シセロ:人の顔見て第一声がその台詞とは・・・期待外れだったようだ。
『何を期待してたの・・・?』
・・・・とても殺気を感じた・・・。
Sumomo:あ、あのね~・・・・そのぉ~・・・・人の部屋に勝手に入らないでほしいの。
しかも・・・・女性の部屋に男性が押し入るなんて・・・。・・・いったい何を考えていたの?
シセロ:・・・さぁねぇ・・・・・・知りたい?私のこと、知りたい??
Sumomo:う・・・・・・・
シセロはおもむろにベッドに腰を下ろすと、持っていたナイフを取り出した。
刃先に向かってスーッと爪を当てて切れ味を確かめると、ナイフの先端部分をキラキラ光らせては
Sumomoに向かってチラつかせた。
Sumomo:ちょ・・・ちょっと!こんな場所でそんなの振り回さないでよ。
危ないからナイフを鞘にしまってくれない?
シセロ:・・・心配しなくていい。従順なシセロは聞こえし者を殺したりはしないよ。
とても、信頼しているからねえ・・・・。
『さっき見た夢はシセロの・・・・・・記憶?・・・だとすれば、私の心とシセロの心を同調させれば
もっと深部まで見れそうなきがする・・・・・・・でも・・・』
あの先を見るのがとても恐ろしくなった。
シセロ:聖域に母を置いてきたのが心残りだ。
・・・しかし聞こえし者との約束を果す為に、少し遠出してきたのだ。
Sumomo:それで・・・その背中のかわいいリュックを買ったのね?
シセロ:これかい?・・・・これは拾ったのさぁ。へへへ・・・
ちなみにこの中身は・・・帰ってからのお楽しみだよ!・・・・3日前のこと、覚えてるかい?
3日前?・・・・ああ~・・・思い出した。私にプレゼントするとか言ってた物がその中に入ってるんだね。
お金が無くなっちゃった理由はその為なのか・・・
『・・・ん・・・あれ・・・?』
Sumomo:・・・なんか、そのリュック・・・赤黒い染みみたいなのが幾つもついちゃってるよ?

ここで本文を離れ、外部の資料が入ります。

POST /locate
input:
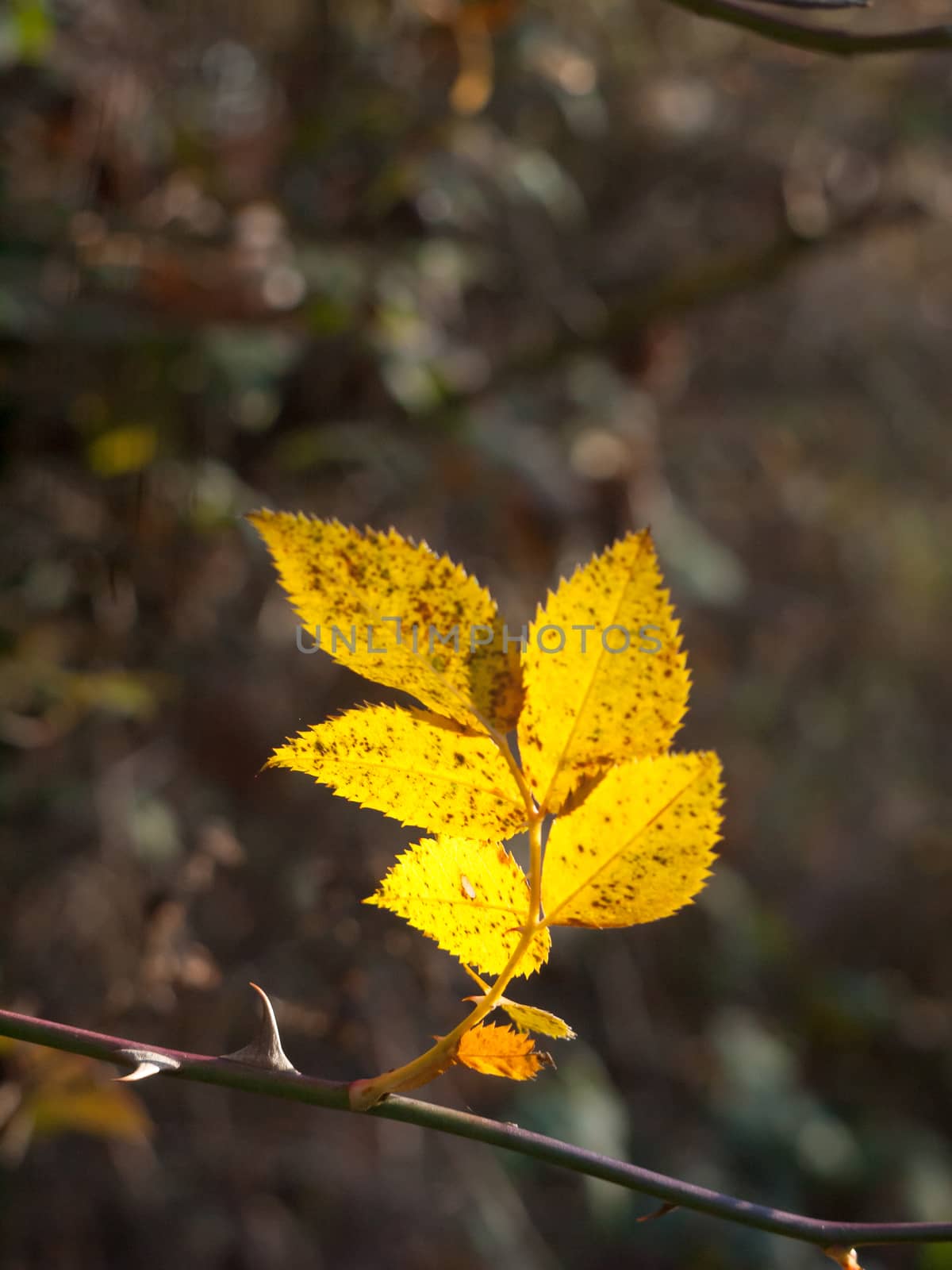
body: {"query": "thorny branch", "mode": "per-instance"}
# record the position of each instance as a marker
(251, 1071)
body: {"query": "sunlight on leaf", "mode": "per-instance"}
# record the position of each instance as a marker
(404, 615)
(414, 768)
(501, 1052)
(625, 696)
(470, 897)
(639, 848)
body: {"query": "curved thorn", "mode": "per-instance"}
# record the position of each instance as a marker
(148, 1064)
(264, 1049)
(141, 1073)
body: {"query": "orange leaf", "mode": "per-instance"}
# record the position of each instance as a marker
(501, 1052)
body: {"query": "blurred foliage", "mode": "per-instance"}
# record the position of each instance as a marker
(517, 279)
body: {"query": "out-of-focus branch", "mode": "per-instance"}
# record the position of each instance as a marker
(255, 1070)
(818, 4)
(819, 40)
(685, 290)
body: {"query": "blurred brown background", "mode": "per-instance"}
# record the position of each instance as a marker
(516, 279)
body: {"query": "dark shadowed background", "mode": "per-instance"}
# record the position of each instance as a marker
(513, 277)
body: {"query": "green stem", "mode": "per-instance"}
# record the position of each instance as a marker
(333, 1095)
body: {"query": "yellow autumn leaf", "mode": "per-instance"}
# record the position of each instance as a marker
(606, 679)
(533, 1019)
(63, 1092)
(414, 766)
(527, 1018)
(639, 848)
(397, 614)
(108, 1111)
(501, 1052)
(470, 897)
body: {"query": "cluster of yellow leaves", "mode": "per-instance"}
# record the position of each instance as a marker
(596, 698)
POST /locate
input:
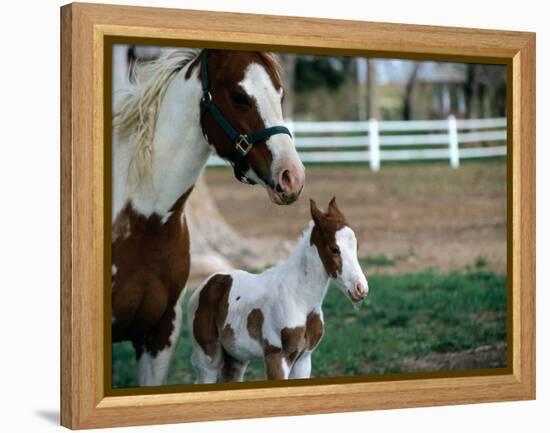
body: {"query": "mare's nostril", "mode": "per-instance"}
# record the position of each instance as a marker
(360, 289)
(285, 180)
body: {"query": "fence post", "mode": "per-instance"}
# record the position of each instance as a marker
(454, 156)
(374, 145)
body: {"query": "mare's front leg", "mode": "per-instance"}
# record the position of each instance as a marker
(154, 362)
(233, 370)
(302, 367)
(276, 366)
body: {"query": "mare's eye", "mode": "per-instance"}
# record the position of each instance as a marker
(240, 99)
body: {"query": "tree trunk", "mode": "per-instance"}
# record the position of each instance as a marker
(372, 95)
(409, 87)
(471, 89)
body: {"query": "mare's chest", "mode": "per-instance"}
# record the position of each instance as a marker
(150, 245)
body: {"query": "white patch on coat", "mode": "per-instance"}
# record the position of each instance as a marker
(258, 85)
(166, 217)
(351, 269)
(180, 152)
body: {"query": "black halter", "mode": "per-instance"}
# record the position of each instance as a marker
(243, 142)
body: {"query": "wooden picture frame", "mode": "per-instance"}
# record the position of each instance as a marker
(85, 400)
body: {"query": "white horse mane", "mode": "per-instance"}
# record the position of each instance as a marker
(136, 113)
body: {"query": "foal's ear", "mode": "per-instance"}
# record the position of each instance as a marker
(316, 213)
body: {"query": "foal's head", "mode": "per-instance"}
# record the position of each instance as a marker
(247, 89)
(337, 247)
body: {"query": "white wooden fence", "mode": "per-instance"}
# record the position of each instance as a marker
(375, 141)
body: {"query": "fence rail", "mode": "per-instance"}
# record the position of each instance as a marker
(375, 141)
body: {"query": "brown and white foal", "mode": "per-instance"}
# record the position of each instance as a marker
(237, 316)
(162, 139)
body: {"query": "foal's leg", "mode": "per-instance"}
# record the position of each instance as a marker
(302, 367)
(233, 370)
(206, 367)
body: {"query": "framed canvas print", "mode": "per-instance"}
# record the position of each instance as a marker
(270, 216)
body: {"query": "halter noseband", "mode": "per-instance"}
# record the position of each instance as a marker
(243, 142)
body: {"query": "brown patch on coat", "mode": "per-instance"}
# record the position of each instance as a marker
(254, 323)
(323, 236)
(225, 71)
(211, 314)
(273, 361)
(294, 342)
(152, 261)
(314, 330)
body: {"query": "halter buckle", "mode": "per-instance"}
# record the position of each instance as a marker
(239, 145)
(206, 97)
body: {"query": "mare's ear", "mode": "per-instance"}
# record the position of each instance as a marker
(316, 213)
(333, 207)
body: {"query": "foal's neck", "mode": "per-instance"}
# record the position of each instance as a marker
(180, 152)
(306, 276)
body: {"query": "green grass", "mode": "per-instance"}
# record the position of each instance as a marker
(404, 316)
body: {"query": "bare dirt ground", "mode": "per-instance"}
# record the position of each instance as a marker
(417, 215)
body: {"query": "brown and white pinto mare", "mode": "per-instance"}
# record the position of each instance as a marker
(276, 315)
(161, 143)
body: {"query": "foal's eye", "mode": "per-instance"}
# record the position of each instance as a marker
(240, 99)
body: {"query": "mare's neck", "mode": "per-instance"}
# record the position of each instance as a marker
(180, 152)
(306, 275)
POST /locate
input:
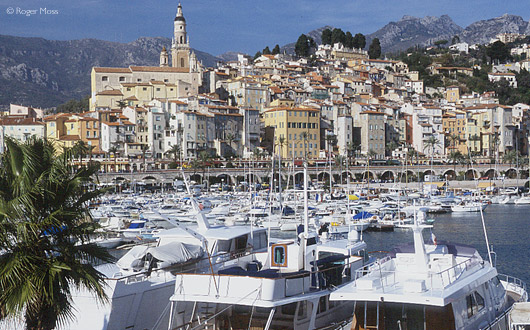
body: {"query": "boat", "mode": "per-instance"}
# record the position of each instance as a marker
(286, 287)
(140, 283)
(523, 200)
(430, 286)
(469, 207)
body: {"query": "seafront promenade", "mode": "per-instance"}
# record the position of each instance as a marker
(457, 176)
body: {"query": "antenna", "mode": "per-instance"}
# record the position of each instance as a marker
(481, 212)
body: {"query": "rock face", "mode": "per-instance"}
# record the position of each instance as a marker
(483, 31)
(46, 73)
(411, 31)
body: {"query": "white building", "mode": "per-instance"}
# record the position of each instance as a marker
(20, 129)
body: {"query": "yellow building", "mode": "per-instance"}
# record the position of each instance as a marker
(454, 125)
(452, 95)
(298, 127)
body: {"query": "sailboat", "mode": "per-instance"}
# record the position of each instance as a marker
(286, 287)
(431, 286)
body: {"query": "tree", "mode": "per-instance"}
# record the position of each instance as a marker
(440, 43)
(374, 51)
(348, 40)
(326, 37)
(114, 151)
(455, 157)
(144, 148)
(44, 237)
(303, 46)
(337, 35)
(359, 41)
(175, 151)
(75, 106)
(498, 51)
(121, 104)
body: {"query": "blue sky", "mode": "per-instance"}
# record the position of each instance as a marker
(218, 26)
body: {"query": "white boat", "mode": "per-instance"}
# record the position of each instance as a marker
(286, 287)
(524, 200)
(469, 207)
(140, 284)
(430, 286)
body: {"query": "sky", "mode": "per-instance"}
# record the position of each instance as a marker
(216, 26)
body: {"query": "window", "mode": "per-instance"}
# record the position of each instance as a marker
(279, 255)
(475, 303)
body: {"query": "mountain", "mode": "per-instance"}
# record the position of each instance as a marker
(482, 31)
(315, 34)
(45, 73)
(411, 31)
(229, 56)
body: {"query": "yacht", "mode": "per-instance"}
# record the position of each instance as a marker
(285, 287)
(141, 282)
(430, 286)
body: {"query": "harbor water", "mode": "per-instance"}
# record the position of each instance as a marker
(508, 228)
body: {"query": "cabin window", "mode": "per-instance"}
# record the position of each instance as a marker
(279, 256)
(223, 245)
(241, 243)
(289, 309)
(322, 305)
(475, 303)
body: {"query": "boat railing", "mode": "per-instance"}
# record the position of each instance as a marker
(285, 284)
(515, 285)
(438, 280)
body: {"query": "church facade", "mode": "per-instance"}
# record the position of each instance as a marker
(138, 85)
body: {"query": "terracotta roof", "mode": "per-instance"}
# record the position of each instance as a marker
(7, 121)
(372, 112)
(69, 138)
(111, 70)
(110, 92)
(159, 69)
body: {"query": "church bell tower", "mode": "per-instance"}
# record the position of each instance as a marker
(180, 48)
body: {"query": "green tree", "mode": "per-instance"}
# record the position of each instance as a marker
(337, 35)
(374, 51)
(75, 106)
(44, 237)
(326, 37)
(121, 104)
(303, 46)
(359, 41)
(348, 40)
(498, 51)
(440, 43)
(175, 150)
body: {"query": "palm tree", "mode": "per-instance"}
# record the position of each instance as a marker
(44, 235)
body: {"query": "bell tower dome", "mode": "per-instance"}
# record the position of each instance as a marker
(180, 49)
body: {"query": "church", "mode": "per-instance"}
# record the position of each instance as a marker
(138, 85)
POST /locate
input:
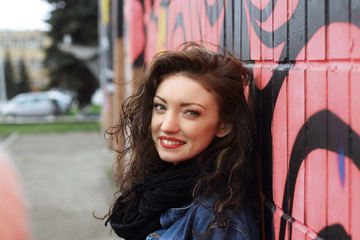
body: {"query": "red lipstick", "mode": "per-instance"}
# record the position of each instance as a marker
(171, 142)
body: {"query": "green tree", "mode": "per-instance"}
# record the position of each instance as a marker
(23, 85)
(78, 19)
(11, 89)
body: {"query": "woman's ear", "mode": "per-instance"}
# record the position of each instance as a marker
(223, 129)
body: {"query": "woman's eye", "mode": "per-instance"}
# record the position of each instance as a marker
(192, 113)
(159, 107)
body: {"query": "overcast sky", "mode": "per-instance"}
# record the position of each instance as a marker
(24, 14)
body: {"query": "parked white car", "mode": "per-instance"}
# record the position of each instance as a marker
(35, 104)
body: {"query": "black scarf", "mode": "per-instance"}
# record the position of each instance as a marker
(160, 191)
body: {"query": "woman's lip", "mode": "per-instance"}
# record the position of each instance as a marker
(171, 142)
(171, 139)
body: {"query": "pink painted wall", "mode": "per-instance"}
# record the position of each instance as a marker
(305, 55)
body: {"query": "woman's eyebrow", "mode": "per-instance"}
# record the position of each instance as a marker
(162, 99)
(181, 104)
(190, 103)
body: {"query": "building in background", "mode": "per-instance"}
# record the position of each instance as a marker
(27, 46)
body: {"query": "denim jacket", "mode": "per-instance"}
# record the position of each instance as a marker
(180, 223)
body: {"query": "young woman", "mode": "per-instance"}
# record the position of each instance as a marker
(190, 157)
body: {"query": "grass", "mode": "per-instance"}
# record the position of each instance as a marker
(8, 128)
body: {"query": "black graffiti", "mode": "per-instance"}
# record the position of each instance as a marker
(295, 38)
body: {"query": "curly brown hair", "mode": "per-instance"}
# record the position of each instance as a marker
(229, 166)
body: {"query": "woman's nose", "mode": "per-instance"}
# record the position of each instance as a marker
(170, 123)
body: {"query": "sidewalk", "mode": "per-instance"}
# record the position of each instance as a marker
(65, 177)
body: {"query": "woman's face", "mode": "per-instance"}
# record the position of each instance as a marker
(184, 120)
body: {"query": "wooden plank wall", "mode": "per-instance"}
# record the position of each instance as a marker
(305, 57)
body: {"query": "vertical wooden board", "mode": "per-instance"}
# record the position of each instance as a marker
(355, 171)
(254, 38)
(267, 31)
(316, 30)
(185, 10)
(297, 30)
(354, 30)
(203, 19)
(316, 162)
(195, 21)
(237, 28)
(229, 26)
(245, 32)
(338, 137)
(280, 153)
(296, 137)
(338, 30)
(280, 30)
(278, 216)
(298, 231)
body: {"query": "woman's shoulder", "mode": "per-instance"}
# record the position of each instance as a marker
(237, 225)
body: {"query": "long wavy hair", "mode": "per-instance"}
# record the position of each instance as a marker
(229, 166)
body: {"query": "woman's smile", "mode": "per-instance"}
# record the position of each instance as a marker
(170, 142)
(184, 120)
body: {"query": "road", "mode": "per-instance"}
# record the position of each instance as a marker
(65, 178)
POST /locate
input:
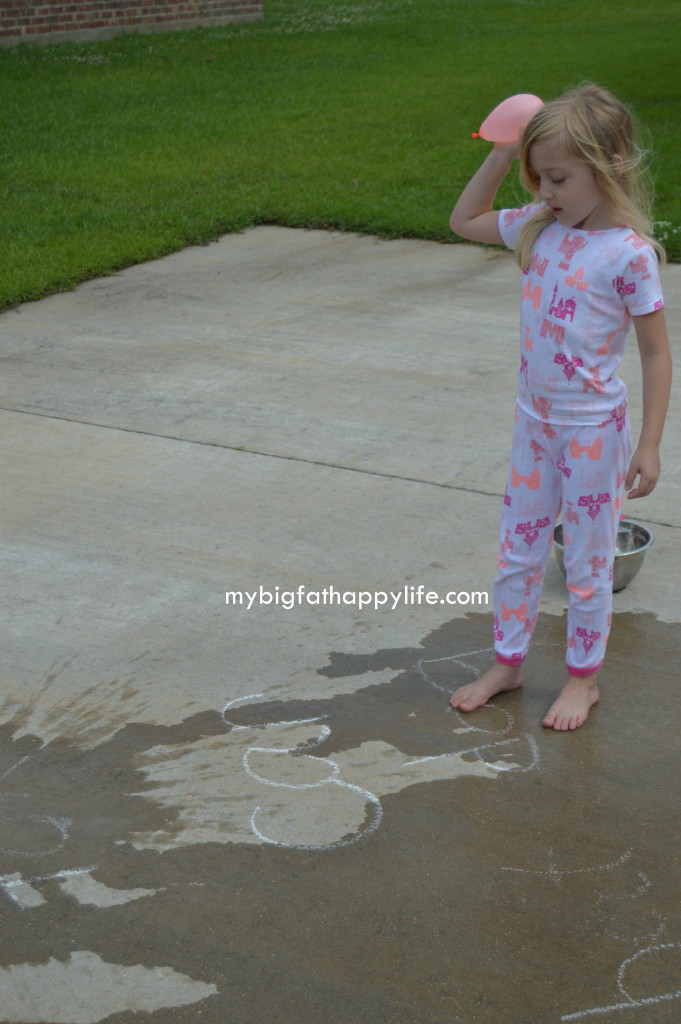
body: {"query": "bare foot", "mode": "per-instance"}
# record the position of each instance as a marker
(571, 709)
(496, 680)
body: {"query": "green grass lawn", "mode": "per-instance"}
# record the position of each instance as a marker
(354, 116)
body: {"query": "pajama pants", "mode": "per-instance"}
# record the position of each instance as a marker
(583, 470)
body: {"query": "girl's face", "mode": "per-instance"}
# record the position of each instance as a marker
(568, 188)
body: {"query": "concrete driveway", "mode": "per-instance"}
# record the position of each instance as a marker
(264, 812)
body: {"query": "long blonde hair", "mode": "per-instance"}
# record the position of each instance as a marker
(595, 128)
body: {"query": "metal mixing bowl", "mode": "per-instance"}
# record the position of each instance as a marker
(633, 542)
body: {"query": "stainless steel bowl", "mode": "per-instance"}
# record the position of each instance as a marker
(632, 544)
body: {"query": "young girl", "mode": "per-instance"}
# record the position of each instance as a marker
(590, 267)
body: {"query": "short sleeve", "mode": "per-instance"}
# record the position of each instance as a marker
(510, 222)
(638, 284)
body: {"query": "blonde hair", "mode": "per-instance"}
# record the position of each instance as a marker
(595, 128)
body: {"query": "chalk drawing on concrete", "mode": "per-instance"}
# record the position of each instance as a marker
(556, 876)
(624, 915)
(262, 783)
(671, 952)
(87, 989)
(52, 833)
(23, 892)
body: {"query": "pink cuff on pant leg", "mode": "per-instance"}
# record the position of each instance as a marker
(584, 672)
(513, 660)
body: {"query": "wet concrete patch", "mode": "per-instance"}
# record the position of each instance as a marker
(465, 869)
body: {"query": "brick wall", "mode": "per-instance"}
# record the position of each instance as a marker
(54, 20)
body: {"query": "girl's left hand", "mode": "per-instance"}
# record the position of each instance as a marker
(645, 465)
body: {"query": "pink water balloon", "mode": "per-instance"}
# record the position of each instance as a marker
(507, 121)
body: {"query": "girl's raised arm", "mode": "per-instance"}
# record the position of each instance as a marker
(473, 216)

私の着てるローブと汚さは一緒だね。あははは・・・・!
シセロ:・・・・・・。
Sumomo:・・・・・・・あああああ、いやいや・・・なんでもない!なんでもないよぉ~!?
今のは聞かなかったことにしてねッッ!
シセロが黙り込むと怖い・・・・。
キュルルルルゥ・・・・
腹の虫が鳴り出し、シセロはいきなり床に手をついてうずくまった。
シセロ:聞こえし者ぉ・・・シセロはお腹が空いた・・・金貨が底をついて寝る部屋も取れない・・・・・・。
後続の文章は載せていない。